Question

A physical quantity C is related to four other quantities p, q, r and s as follows $ C = \frac{pq^2}{r^3 \sqrt{s}} $ The percentage errors in the measurement of p, q, r and s are 1%, 2%, 3% and 2% respectively. The percentage error in the measurement of C will be _______ %.

Hint:

For a physical quantity \( C \) related to other quantities by \( C = p^a q^b r^c s^d \), the maximum percentage error in \( C \) is given by \( |a| (\% \text{ error in } p) + |b| (\% \text{ error in } q) + |c| (\% \text{ error in } r) + |d| (\% \text{ error in } s) \). Apply this rule directly to the given relation and percentage errors.

Answer 1

Correct Answer: 15

To find the percentage error in the measurement of C, we first need to understand how errors propagate through the given formula. The expression for C is: 

C = \(\frac{pq^2}{r^3 \sqrt{s}}\)

The percentage error formula for a product or quotient involving powers, given a function like \(Z = \frac{A^m B^n}{C^p D^q}\), is:

\(\frac{\Delta Z}{Z} \times 100 \approx m \frac{\Delta A}{A} \times 100 + n \frac{\Delta B}{B} \times 100 + p \frac{\Delta C}{C} \times 100 + q \frac{\Delta D}{D} \times 100\)

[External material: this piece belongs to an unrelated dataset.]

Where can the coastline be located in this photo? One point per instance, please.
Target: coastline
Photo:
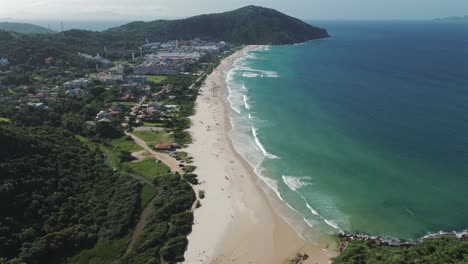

Applying this to our expression:

• m = 1 for p
• n = 2 for q
• p = 3 for r
• q = 0.5 for √s (since \(\sqrt{s} = s^{0.5}\))

The percentage error in C is:

\(\frac{\Delta C}{C} \times 100 \approx 1 \cdot 1\% + 2 \cdot 2\% + 3 \cdot 3\% + 0.5 \cdot 2\%\)

Calculating this gives:

• 1% for p
• 4% for q
• 9% for r
• 1% for s (0.5 × 2%)

Add these errors together:

1% + 4% + 9% + 1% = 15%

Thus, the percentage error in the measurement of C is 15%, which is within the expected range of 15,15.

Answer 2

The physical quantity C is given by: \[ C = \frac{pq^2}{r^3 s^{1/2}} = p^1 q^2 r^{-3} s^{-1/2} \] The percentage error in C is given by the sum of the percentage errors in each quantity multiplied by the absolute value of their exponents in the expression for C. \[ \left( \frac{\Delta C}{C} \times 100 \right)_{max} = \left| \frac{\partial C}{\partial p} \frac{p}{C} \right| \left( \frac{\Delta p}{p} \times 100 \right) + \left| \frac{\partial C}{\partial q} \frac{q}{C} \right| \left( \frac{\Delta q}{q} \times 100 \right) + \left| \frac{\partial C}{\partial r} \frac{r}{C} \right| \left( \frac{\Delta r}{r} \times 100 \right) + \left| \frac{\partial C}{\partial s} \frac{s}{C} \right| \left( \frac{\Delta s}{s} \times 100 \right) \] Alternatively, using the rule for percentage errors: \[ % \text{ error in } C = |1 \times (% \text{ error in } p)| + |2 \times (% \text{ error in } q)| + |-3 \times (% \text{ error in } r)| + |-\frac{1}{2} \times (% \text{ error in } s)| \] Given percentage errors: % error in p = 1% % error in q = 2% % error in r = 3% % error in s = 2% Substituting these values: \[ % \text{ error in } C = |1 \times 1%| + |2 \times 2%| + |-3 \times 3%| + |-\frac{1}{2} \times 2%| \] \[ % \text{ error in } C = 1% + 4% + 9% + 1% \] \[ % \text{ error in } C = 15% \] The maximum percentage error in the measurement of C will be 15%.